Arcserve UDP Cloud Direct review: Capable but limited multi-site backup


Dave Mitchell

22 Jul, 2019

A cloud backup solution well suited to protecting distributed offices but spoilt by a lot of rough edges

Price 
£1,599 per year exc VAT

Arcserve’s UDP Cloud Direct is simple to deploy and easy to use – qualities that will immediately endear it to overworked IT departments. Two versions are available: we tested the Backup-as-a-Service (BaaS) edition, which promises pain-free cloud backup and recovery, but you can step up to the Disaster Recovery-as-a-Service (DRaaS) package, which adds in-the-cloud virtualised recovery of key systems.

Pricing for BaaS is based on your cloud storage requirements. The 1TB package costs £1,599 per year, or if you go for a 5TB subscription, you save over £300 per terabyte. DRaaS comes as a separate service, where you’ll pay around £350 per year for a VM with one CPU and 4GB of RAM.

After signing up, you get access to a personalised web portal, from which you can download backup agents for Windows, Mac and Linux – although the latter two are file-only. It took mere seconds to install the agent on our Windows servers and enter our account details, after which each one popped up in the portal. The ease with which clients can be registered and managed makes Arcserve ideal for companies with multiple sites.

All of your clients can be viewed in the portal’s Systems tab, and selecting one takes you to backup task creation. Oddly, you can schedule backups for selected days, but each task can only be run once a day at a specific time: if you want more frequent protection, you’ll have to run extra jobs manually.

File and folder backup is supported on all platforms, and on Windows you can also secure entire systems as images. SQL Server and Exchange databases can be optionally backed up too, and you don’t even have to specify the locations: the agent simply backs up all the databases it can find. You can even back up NetApp filers.

After installing the agent on our Hyper-V host, we were able to browse its VMs from the portal as well, and run agentless backups of selected ones. Installing the Cloud Direct virtual appliance on our VMware ESXi 6.7 lab host let us view its VMs from the portal, and choose which ones to protect with a single click.

Ongoing backup activity can also be monitored from the portal, and the agent has a System Tray popup that shows its progress. If bandwidth is an issue, bandwidth throttles can be applied in Kbits/sec to individual tasks.

Hybrid backups are simple to set up too because you can add a physical storage location to any task. This can be anything from a local disk or external USB drive to a NAS share or IP SAN; frustratingly, the sparse user manual doesn’t detail how to configure this, but a little experimentation confirms that you can declare disk locations by entering their paths, while NAS shares can be accessed using UNC syntax.

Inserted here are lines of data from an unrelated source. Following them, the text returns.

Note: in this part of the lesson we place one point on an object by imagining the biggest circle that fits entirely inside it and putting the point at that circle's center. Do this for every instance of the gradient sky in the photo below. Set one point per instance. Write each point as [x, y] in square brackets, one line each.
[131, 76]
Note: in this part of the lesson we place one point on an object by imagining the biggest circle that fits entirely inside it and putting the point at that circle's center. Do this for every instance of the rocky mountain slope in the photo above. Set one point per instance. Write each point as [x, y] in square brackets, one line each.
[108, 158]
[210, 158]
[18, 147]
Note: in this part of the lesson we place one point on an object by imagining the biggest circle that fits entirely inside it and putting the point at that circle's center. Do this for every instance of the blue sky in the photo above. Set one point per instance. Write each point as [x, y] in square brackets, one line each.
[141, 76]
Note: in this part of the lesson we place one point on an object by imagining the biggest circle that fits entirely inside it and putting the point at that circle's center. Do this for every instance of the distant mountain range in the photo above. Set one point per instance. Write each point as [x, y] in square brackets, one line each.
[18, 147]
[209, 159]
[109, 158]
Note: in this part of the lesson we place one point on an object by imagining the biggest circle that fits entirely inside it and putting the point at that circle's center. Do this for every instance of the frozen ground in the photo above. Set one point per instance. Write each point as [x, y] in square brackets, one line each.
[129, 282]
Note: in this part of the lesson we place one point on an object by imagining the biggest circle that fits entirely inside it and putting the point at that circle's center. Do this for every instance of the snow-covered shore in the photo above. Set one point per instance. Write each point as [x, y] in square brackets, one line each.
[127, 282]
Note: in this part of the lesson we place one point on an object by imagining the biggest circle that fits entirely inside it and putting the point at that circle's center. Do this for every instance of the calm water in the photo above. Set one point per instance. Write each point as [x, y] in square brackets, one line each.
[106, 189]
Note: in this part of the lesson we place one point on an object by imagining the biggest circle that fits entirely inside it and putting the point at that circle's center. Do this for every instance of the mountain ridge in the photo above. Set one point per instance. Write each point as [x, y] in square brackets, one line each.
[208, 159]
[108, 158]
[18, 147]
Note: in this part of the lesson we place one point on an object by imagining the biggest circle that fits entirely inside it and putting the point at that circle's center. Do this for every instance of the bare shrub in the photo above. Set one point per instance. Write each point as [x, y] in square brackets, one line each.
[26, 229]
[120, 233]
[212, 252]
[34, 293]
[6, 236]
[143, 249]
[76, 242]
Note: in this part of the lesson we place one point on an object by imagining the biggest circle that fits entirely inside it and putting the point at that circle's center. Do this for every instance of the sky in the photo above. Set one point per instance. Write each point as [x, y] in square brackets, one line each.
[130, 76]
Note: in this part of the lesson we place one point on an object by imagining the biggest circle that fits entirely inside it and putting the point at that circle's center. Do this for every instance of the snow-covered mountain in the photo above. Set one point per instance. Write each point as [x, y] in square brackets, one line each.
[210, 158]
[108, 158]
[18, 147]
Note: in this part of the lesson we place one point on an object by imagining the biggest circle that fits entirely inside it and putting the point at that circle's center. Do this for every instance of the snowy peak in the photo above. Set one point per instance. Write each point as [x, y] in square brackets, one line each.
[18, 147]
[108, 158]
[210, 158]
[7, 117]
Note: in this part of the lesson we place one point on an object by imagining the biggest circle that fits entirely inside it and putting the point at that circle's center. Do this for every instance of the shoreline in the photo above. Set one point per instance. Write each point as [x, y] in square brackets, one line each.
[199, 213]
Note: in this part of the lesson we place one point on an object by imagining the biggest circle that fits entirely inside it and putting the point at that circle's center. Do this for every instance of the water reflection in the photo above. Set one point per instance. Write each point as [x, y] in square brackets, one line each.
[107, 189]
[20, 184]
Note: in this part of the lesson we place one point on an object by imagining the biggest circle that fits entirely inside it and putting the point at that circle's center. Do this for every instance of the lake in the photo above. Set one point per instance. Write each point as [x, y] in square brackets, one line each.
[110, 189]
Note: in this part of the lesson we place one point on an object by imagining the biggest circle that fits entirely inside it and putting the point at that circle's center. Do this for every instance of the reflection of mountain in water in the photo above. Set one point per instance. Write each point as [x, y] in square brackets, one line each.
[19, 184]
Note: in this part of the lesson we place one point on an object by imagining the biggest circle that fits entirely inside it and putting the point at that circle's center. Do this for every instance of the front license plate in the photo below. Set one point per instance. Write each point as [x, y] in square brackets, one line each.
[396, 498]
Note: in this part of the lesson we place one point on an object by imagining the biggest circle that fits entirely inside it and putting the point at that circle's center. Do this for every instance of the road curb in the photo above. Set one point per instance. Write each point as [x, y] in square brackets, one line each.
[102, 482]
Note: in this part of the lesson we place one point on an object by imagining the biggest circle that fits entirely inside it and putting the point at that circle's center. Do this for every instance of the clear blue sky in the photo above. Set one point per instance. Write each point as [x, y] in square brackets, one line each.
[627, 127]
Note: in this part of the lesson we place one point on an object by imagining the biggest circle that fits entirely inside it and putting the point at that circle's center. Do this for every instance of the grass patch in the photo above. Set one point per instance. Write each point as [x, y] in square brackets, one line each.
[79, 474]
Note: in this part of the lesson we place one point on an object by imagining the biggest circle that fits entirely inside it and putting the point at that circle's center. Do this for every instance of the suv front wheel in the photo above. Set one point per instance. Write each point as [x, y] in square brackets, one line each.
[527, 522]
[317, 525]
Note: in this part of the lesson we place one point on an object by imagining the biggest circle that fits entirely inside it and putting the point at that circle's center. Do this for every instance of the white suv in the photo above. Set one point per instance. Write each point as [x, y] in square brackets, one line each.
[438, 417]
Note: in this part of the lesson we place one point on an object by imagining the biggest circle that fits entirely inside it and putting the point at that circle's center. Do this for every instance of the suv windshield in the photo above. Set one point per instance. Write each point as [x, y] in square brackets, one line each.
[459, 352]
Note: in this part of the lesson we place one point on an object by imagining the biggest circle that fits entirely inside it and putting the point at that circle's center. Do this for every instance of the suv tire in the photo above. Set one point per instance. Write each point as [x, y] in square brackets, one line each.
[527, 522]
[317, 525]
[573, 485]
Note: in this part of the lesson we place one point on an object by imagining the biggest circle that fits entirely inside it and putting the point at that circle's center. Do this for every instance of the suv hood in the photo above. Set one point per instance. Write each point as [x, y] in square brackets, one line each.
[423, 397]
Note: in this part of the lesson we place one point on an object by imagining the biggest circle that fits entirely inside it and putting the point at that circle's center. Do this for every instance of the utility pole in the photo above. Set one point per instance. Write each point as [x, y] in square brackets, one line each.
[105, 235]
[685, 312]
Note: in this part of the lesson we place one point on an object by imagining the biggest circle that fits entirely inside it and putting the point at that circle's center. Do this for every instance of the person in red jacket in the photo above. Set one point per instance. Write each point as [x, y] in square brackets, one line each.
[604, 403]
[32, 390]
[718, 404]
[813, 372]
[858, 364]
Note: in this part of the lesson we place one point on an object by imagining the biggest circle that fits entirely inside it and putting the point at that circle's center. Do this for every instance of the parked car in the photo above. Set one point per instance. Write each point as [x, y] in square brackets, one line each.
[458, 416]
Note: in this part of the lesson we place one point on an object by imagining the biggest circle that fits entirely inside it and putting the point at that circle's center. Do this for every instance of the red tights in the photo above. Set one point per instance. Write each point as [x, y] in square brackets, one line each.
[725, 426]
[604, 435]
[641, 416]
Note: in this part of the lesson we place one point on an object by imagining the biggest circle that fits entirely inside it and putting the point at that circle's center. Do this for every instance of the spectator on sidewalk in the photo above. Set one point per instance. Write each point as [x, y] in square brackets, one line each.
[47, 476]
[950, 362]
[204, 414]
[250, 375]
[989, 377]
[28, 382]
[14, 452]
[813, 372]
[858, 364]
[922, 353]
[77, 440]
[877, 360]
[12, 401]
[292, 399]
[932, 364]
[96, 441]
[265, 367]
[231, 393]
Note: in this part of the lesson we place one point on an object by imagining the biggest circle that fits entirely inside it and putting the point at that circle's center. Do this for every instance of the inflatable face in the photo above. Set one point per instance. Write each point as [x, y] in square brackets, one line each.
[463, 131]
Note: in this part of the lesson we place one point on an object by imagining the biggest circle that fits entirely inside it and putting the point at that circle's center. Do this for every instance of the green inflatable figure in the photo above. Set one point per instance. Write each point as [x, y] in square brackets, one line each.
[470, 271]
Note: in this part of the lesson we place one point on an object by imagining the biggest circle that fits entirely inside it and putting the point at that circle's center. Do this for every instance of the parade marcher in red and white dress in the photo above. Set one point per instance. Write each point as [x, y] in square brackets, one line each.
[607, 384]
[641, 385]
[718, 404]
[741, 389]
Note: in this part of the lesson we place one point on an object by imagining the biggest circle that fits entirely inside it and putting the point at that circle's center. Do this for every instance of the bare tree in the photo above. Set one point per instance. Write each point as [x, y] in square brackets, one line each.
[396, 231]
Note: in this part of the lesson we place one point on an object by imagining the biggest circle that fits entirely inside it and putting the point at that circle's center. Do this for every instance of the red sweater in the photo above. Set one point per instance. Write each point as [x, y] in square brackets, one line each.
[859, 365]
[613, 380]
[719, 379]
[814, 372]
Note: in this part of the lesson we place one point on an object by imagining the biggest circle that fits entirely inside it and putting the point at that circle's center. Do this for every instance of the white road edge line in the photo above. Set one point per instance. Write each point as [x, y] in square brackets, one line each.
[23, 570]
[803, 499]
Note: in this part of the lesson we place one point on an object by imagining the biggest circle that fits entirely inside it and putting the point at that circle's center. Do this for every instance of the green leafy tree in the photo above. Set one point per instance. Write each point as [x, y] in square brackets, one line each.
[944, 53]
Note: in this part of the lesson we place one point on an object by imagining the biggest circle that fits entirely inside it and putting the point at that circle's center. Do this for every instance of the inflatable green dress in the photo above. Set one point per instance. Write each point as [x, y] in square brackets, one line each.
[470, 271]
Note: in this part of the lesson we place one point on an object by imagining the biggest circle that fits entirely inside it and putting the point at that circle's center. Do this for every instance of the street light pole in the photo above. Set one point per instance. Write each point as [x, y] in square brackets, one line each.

When it’s time to restore your data, you can just head to the web portal, choose a system, select the required recovery point and either restore it in its entirety back to the client or open the browser window and select individual files and folders to recover.

Unfortunately, Exchange item-level restores aren’t supported: you can only select the entire database and recover it back to the host, whereas VMware VMs can be recovered as raw image files or directly to vCenter. It’s not possible to restore files from local devices via the portal either, so if you want to quickly bring back a file from a NAS drive, you’ll need to open up Explorer and copy it across by hand.

Those limitations take some of the shine off Arcserve UDP Cloud Direct, as do the lack of support for hourly backup jobs and poor documentation. If you can live with those specific issues, though, this is a great cloud backup solution that’s ideal for SMEs looking to protect multiple systems and locations from one cloud portal.